Logs are of course important. We all know about that; had it been any less than important, there would not be so many logging solutions out there. We created bark to solve some problems with logging on a moderate scale. But this article is not about Bark. It is about logs themselves.
Right from the beginning the first use of logs for debugging our software to the time that we use them in production to locate errors and to trace actions of some kind, logs are central to how things work. As we progress in our advancement as a developer by career and experience, the format might change including a few more information than when we started. We start using better libraries and frameworks and start time-stamping our logs and so on. However, through all these, there are a few things about logs that stays constant. This post is about those things that stay constant about how we use logs.
Logs are text
Almost all forms of logs are text. Logs can be stored as binary blobs in certain storage formats but they are almost always displayed as text. Logs do not contain images, binary blobs, videos etc. in almost all (if not all) cases. Maybe references to such entities, but not those entities themselves.

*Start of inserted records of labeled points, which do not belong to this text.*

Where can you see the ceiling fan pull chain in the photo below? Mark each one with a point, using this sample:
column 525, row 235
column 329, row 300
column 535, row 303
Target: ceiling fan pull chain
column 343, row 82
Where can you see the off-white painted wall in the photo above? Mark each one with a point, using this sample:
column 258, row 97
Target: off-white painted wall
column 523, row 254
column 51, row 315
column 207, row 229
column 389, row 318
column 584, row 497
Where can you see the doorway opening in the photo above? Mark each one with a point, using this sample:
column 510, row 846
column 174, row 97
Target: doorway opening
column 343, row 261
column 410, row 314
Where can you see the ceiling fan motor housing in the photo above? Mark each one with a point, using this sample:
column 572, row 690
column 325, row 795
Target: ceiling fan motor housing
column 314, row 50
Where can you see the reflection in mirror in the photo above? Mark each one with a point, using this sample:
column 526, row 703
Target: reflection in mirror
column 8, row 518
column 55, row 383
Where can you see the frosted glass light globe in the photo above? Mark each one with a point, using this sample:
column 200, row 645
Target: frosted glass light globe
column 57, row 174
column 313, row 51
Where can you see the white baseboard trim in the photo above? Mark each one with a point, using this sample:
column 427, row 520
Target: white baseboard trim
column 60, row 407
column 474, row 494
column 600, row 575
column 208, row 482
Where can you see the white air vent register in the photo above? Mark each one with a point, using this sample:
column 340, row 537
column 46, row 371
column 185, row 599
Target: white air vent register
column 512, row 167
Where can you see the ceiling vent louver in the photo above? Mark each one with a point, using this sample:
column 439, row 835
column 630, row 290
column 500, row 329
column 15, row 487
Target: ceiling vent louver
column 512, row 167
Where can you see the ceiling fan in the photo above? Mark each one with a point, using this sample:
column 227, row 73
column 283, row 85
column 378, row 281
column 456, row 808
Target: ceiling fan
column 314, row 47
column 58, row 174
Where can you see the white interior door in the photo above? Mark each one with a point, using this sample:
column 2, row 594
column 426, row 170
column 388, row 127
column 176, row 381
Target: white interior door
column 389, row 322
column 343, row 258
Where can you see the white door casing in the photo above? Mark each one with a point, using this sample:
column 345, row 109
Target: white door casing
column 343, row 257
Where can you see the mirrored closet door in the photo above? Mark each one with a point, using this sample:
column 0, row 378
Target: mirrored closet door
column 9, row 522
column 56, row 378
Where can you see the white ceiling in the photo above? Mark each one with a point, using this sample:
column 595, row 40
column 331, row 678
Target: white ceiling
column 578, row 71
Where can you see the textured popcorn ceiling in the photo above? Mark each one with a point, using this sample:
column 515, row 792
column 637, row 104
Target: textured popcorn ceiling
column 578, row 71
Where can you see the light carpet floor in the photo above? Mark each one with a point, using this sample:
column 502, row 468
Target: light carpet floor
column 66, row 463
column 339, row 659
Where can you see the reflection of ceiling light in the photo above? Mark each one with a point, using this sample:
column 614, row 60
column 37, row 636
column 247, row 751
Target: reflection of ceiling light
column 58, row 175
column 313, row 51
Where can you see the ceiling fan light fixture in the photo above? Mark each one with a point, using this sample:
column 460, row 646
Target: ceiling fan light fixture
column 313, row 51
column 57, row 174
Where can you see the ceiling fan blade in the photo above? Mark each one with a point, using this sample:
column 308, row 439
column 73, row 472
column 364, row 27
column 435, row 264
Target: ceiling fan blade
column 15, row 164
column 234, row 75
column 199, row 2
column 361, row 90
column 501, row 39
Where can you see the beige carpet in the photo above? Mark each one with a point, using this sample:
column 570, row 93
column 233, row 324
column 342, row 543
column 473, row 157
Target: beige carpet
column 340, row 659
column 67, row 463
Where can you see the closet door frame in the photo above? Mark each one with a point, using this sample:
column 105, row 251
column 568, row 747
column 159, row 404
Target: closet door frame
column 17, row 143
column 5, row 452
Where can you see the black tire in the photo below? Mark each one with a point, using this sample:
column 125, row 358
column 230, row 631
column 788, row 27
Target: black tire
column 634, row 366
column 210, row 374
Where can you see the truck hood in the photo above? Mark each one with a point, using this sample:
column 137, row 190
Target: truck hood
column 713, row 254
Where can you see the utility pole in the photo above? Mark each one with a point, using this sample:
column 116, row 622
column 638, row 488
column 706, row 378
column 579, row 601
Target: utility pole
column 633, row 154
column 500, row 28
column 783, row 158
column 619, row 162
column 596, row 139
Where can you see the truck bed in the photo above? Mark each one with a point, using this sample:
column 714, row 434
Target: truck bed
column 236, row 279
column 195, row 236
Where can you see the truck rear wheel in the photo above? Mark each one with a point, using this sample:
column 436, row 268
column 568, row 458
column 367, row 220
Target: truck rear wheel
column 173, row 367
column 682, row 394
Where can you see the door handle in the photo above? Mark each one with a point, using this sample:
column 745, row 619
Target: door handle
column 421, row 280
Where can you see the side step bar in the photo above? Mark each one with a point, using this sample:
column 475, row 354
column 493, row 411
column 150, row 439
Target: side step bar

You would probably never export or view them as image file, PDFs, videos or anything like that. Hence, logs are almost always in text format. Written as text. Viewed as text.
Logs are timestamped
Except the times when you are debugging, you almost always want to know what happened and when. Hence, most of the time, you need your logs to be timestamped. If you look at the logs emitted by some of the popular libraries in various frameworks - Spring, Laravel, Ruby on Rails etc. - they always contain timestamps. It is important because in a situation when you have to run multiple instances of your service, you need to know what was emitted by which instance of the service. They also serve you (sometimes) in determining how long did the previous step take and so on.
When we use plaintext files for storing logs, then the order of the logs themselves tell us the order and that’s usually enough. However, as the requirement grows, we often find ourselves needing to know when a certain thing happened.
Logs have a severity
Not everything that is happening is equally important. For example, it is one thing that a user has entered a wrong password and it is whole another level of important if your application is not able to connect to the cache or the database! So each log has a severity level, indicating how important it is. Most logging libraries use anywhere between 3 to 10 logging levels, sometimes as numbers, sometimes as text, but they are there!
Logs are written more than they are read
Ask yourself - do you ever really want to go look into logs? No. We sometimes need to, but we almost never want to. We want to send a log on its way and then forget about it. We only look in there when we need to trace a problem. Looking into logs is probably no one’s hobby or favourite time-pass activity.
Logs are often not read individually
When we look at logs, we hardly, if ever want to look at a single line of log. We usually look at a portion of a log file (or log stream). Sometimes we look for logs by searching for a specific piece of text in there but we almost never actually check a Log entry’s ID and load it again.
In most cases (when we are not debugging), we look for occurrences of log messages containing a particular text or that occurred in a certain time range. Other attributes such as severity, source etc. can also be added in that query. But the statement still remains true - we do not access logs individually. We mostly search for them in a large number of log messages.
Log searches are almost always based on exact strings or phrases
When you search for something on a typical text searching system (e.g. Google or Confluence), you are looking for related words as well. For example, if you search Google for the word “butterfly”, it would also give you results with the word “butterflies”. Or if you search for “person”, it might match a web page that contains only the word “people”. Such full-text search (FTS) capabilities make these systems amazing and really helpful.
But imagine that you are searching for the line
User is not available and expect to get a handful of results, your log system decides to be helpful and gives you search results for the line
Users are not available and there are hundreds of those lines in the result. See the problem?
Logs mostly are searched based on exact terms and all the FTS magic is more of a hindrance for log search system than they are a help.
Logs are textual data. But the access patterns and requirements for logs is not the same as your normal text data like a blog post or a user profile. There are differences in the way they are created, stored, accessed and searched. When we want to design a logging system, we have to ensure that we are building things the way they would be used. That they contain the necessary features and only those features that make sense in that context.
When we thought of bark, we wanted to ensure that we were building things the way they would be used.